IMAP (Internet Message Access Protocol) ist die Vereinbarung, nach der ein Mailprogramm mit dem Mailserver spricht. Der entscheidende Punkt: Die E-Mails bleiben auf dem Server liegen. Outlook, Apple Mail oder das Handy zeigen nur an, was dort gespeichert ist. Wer eine Mail am Schreibtisch in einen Ordner verschiebt, findet sie unterwegs genau dort wieder – und ein verlorenes Gerät bedeutet keinen verlorenen Posteingang.

Der ältere Vorgänger POP3 funktioniert umgekehrt: Er lädt die Nachrichten herunter und räumt sie auf dem Server ab. Damit hat jedes Gerät seinen eigenen, unvollständigen Stand. Für den Alltag mit Laptop und Smartphone ist IMAP deshalb der einzige sinnvolle Weg.

Wichtig zur Abgrenzung: IMAP ist nur für den Empfang zuständig. Verschickt werden E-Mails über SMTP. Deshalb stehen in jedem Mailprogramm zwei Serveradressen – eine für ein- und eine für ausgehende Post.

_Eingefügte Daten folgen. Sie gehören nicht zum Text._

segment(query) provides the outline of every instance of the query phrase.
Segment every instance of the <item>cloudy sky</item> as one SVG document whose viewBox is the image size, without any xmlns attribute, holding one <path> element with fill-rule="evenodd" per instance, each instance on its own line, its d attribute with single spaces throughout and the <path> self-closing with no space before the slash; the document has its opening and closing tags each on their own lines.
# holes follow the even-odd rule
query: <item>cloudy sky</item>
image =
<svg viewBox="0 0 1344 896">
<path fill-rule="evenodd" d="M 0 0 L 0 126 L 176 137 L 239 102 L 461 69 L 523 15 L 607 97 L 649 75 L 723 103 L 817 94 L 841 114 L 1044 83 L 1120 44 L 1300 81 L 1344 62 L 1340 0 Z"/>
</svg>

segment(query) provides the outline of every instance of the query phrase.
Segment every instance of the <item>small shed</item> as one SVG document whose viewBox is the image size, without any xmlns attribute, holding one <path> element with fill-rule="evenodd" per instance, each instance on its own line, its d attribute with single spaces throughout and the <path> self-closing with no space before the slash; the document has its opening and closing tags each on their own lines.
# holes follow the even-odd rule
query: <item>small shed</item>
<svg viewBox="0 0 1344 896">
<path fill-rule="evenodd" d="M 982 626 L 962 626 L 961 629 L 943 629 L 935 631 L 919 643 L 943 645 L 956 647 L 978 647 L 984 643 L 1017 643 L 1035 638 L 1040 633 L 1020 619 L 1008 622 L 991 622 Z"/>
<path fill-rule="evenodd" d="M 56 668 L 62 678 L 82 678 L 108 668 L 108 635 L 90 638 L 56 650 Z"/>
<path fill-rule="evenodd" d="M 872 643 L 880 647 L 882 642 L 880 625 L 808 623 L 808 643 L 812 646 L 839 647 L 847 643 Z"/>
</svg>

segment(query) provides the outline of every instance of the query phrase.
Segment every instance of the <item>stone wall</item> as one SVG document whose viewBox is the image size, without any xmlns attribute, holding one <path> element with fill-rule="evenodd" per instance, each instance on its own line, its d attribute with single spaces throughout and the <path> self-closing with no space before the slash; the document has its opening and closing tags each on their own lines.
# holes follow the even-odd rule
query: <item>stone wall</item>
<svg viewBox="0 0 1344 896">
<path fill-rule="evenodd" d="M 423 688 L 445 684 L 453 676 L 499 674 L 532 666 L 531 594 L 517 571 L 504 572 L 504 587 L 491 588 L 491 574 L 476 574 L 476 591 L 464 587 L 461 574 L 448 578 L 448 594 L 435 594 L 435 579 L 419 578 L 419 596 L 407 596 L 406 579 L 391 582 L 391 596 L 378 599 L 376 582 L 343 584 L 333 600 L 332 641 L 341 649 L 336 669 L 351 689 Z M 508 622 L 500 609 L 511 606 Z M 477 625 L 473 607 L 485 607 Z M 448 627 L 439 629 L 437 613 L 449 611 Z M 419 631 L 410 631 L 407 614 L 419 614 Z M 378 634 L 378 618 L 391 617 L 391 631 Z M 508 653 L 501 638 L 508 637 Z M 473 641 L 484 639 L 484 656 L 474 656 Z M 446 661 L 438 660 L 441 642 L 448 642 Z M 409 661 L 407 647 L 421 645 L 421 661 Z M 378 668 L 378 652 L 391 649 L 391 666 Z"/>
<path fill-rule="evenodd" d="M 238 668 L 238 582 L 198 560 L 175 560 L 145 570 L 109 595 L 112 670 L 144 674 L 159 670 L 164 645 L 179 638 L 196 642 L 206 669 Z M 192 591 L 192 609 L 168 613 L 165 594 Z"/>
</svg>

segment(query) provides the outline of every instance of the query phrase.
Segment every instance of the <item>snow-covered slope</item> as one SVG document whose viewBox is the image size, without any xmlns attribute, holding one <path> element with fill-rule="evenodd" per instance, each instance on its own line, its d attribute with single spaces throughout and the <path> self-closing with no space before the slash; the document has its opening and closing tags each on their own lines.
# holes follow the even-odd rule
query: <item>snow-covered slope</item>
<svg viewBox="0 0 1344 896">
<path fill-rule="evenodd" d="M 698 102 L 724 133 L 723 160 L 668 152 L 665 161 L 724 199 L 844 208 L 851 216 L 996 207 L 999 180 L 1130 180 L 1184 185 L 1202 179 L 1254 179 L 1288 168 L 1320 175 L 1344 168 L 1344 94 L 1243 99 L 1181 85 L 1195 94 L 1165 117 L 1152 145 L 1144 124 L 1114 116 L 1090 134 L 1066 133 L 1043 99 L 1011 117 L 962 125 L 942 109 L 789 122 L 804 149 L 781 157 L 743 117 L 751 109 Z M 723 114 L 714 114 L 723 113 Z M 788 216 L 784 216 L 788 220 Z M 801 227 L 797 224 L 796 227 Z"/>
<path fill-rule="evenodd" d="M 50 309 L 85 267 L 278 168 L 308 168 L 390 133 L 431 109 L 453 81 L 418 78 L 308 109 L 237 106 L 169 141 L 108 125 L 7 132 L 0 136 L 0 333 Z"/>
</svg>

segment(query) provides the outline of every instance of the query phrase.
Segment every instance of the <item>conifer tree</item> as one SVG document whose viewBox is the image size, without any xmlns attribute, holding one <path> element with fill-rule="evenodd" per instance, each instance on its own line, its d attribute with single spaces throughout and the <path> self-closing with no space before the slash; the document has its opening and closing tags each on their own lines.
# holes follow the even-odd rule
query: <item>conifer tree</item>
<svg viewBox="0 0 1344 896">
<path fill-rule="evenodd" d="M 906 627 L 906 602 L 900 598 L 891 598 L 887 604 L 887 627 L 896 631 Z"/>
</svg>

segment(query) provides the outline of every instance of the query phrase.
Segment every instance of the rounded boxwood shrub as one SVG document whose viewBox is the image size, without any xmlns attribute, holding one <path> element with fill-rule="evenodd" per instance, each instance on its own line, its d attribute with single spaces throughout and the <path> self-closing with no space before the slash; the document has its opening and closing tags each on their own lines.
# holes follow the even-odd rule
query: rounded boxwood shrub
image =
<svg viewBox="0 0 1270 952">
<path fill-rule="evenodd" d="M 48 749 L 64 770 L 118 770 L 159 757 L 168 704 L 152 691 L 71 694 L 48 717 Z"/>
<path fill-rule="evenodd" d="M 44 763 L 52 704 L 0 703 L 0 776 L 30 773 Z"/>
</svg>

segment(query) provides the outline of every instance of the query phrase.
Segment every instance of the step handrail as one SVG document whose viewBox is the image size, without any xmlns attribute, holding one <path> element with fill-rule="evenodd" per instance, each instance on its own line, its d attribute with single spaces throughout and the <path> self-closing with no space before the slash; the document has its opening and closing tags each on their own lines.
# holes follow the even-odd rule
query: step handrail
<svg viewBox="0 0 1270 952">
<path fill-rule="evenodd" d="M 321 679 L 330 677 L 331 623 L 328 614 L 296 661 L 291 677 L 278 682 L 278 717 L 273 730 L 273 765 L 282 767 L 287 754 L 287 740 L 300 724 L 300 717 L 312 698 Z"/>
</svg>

Warum das für Automationen zählt

IMAP ist auch der Weg, auf dem Programme in ein Postfach schauen können. Eine KI-Vorsortierung meldet sich genau wie ein weiteres Mailprogramm am Server an, liest neue Nachrichten, setzt Markierungen und verschiebt sie in Ordner. Auf den Arbeitsplätzen muss dafür nichts installiert oder umgestellt werden – die Sortierung ist beim nächsten Abruf einfach da.

In der Praxis sind drei Dinge zu klären: ein eigenes Konto für den Zugriff statt der Zugangsdaten eines Mitarbeiters, eine verschlüsselte Verbindung (IMAP über SSL/TLS, üblicherweise Port 993), und bei Microsoft 365 oder Google Workspace die Frage, ob der klassische IMAP-Zugang überhaupt freigeschaltet ist – beide Anbieter verlangen dort inzwischen meist ein modernes Anmeldeverfahren oder den Umweg über ihre API.